I am trying to read cloud SQL table in java beam using JdbcIO.Read. I want to convert each row in Resultset into GenericData.Record using .withRowMapper(Resultset resultSet) method. Is there a way I can pass JSON Schema String as input in .withRowMapper method like ParDo accepts sideInputs as PCollectionView
I have tried doing both reads operations (read from information_schema.columns and My Table in same JdbcIO.Read transform).

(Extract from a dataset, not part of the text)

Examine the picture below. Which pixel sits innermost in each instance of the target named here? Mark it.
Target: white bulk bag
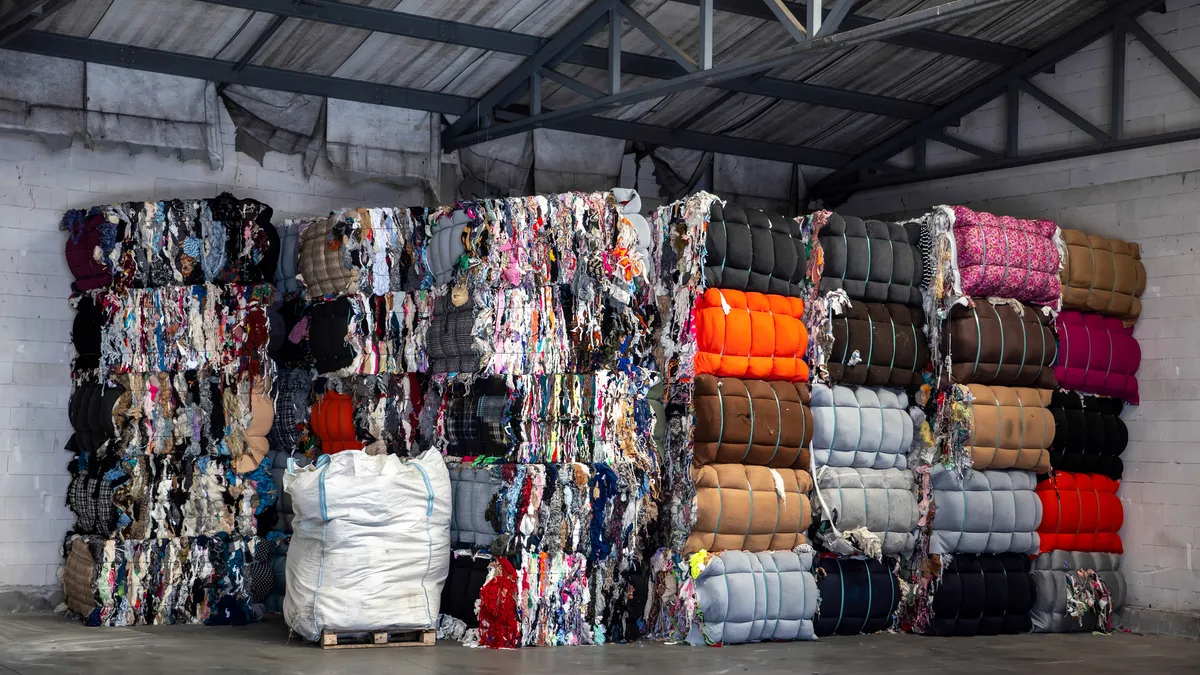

However, I would like to have Schema PCollection generated first and then read table using JdbcIO.Read
I am generating Avro schema of table on the fly like this :
PCollection<String> avroSchema= pipeline.apply(JdbcIO.<String>read()
.withDataSourceConfiguration(config)
.withCoder(StringUtf8Coder.of())
.withQuery("SELECT DISTINCT column_name, data_type \n" +
"FROM information_schema.columns\n" +
"WHERE table_name = " + "'" + tableName + "'")
.withRowMapper((JdbcIO.RowMapper<String>) resultSet -> {
// code here to generate avro schema string
// this works fine for me
}))
Creating PCollectionView which will hold my json schema for each table.
PCollectionView<String> s = avroSchema.apply(View.<String>asSingleton());
// I want to access this view as side input in next JdbcIO.Read operation
// something like this ;
pipeline.apply(JdbcIO.<String>read()
.withDataSourceConfiguration(config)
.withCoder(StringUtf8Coder.of())
.withQuery(queryString)
.withRowMapper(new JdbcIO.RowMapper<String>() {
@Override
public String mapRow(ResultSet resultSet) throws Exception {
// access schema here and use it to parse and create
//GenericData.Record from ResultSet fields as per schema
return null;
}
})).
withSideInputs(My PCollectionView here); // this option is not there right now.
Is there any better way to approach this problem?